Project

The respiratory tract constitutes a heterogeneous and compartmentalized environment in which biological, chemical, and physical factors shape pathogen evolution, notably that of fungi, in diverse ways. As the primary interface between pathogens and the host, it plays a decisive role in determining whether exposure results in successful clearance, colonization, or progression to invasive infection. In healthy individuals, respiratory fungal infection is uncommon despite continuous exposure to inhaled microbes, owing to the efficiency of multiple host defense mechanisms at the respiratory mucosa. Among these, the coordinated action of mucociliary clearance and innate immune surveillance provides a highly effective barrier, ensuring entrapment and removal of inhaled conidia while preserving pulmonary homeostasis. However, this equilibrium can be disrupted under conditions of impaired immunity. In the context of immunodeficiency, the weakening of host defenses predisposes patients to invasive fungal infections. Conversely, in certain chronic respiratory disorders, fungal colonization of the lower airways is often well-tolerated. For example, in patients with cystic fibrosis (CF), persistent colonization with Aspergilus fumigatus and Scedosporium apiospermum is common.

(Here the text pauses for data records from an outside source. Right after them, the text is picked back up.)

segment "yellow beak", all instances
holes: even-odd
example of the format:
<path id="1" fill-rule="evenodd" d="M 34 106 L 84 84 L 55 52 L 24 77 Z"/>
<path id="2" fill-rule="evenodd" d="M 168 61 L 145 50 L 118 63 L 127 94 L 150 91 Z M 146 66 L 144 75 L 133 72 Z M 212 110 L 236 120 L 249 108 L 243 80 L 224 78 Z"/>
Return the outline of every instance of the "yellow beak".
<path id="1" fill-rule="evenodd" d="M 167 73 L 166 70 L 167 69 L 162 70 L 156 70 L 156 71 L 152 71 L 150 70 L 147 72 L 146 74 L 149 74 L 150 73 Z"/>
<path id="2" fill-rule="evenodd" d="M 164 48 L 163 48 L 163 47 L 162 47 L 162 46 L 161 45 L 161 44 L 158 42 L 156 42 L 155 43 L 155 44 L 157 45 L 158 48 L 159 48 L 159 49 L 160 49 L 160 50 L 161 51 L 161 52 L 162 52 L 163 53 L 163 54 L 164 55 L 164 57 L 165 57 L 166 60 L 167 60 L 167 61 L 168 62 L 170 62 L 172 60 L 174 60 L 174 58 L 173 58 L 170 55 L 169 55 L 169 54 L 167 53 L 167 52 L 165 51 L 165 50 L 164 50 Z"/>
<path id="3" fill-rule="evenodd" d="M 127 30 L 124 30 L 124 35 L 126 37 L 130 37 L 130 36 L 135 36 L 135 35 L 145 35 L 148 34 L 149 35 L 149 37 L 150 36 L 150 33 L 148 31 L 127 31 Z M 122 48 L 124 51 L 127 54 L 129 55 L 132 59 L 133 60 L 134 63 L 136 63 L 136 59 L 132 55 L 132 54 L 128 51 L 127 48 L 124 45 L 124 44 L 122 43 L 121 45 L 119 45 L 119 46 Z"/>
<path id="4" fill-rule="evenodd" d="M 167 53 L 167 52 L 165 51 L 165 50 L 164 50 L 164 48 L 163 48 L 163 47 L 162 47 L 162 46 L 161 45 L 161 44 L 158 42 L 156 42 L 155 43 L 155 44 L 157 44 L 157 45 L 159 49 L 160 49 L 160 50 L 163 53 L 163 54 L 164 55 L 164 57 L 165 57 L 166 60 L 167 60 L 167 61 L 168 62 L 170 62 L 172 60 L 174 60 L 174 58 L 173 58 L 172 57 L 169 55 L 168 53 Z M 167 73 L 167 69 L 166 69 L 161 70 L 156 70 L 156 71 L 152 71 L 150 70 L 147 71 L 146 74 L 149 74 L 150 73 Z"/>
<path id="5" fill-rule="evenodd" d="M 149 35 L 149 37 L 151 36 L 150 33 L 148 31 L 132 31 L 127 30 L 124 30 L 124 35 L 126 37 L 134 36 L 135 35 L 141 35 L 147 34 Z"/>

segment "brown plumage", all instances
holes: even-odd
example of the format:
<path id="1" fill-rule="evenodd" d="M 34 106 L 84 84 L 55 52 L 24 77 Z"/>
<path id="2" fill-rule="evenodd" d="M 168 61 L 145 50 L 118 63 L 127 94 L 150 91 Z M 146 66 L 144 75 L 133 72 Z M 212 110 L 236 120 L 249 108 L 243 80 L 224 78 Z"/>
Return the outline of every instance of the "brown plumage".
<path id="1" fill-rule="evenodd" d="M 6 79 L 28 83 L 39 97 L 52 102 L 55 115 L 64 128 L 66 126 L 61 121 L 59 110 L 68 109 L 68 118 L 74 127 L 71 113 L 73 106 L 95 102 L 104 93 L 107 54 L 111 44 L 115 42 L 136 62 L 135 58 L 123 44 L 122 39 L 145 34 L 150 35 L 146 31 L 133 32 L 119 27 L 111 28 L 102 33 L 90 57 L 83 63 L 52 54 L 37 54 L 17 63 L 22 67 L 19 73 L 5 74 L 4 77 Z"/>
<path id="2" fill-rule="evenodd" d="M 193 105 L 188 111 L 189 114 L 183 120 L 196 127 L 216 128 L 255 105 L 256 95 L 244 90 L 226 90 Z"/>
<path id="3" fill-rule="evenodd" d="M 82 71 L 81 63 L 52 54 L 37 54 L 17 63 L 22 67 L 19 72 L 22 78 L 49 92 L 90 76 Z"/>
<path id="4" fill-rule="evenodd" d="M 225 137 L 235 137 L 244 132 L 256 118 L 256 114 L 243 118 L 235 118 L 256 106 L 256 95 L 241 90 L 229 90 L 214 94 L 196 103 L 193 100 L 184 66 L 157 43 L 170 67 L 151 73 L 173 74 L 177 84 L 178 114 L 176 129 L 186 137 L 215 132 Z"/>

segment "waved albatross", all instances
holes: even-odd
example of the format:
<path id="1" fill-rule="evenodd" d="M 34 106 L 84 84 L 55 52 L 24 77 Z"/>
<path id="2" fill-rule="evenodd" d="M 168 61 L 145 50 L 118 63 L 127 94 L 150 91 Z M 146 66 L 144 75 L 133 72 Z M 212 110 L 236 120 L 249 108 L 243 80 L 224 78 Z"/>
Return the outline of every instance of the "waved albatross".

While the presence of these molds now highlighted in the WHO priority list of fungal pathogens may contribute to allergic or inflammatory complications in some patients, in others colonization remains clinically asymptomatic .Early detection of fungal colonization is therefore essential, as lung transplantation remains the ultimate therapeutic option for patients with advanced CF. Despite this, our knowledge of the molecular and cellular processes by which the CF microenvironment shapes the physiology of A. fumigatus and S. apiospermum remains limited, and even less is known about how these environmental changes affect their interactions with the host.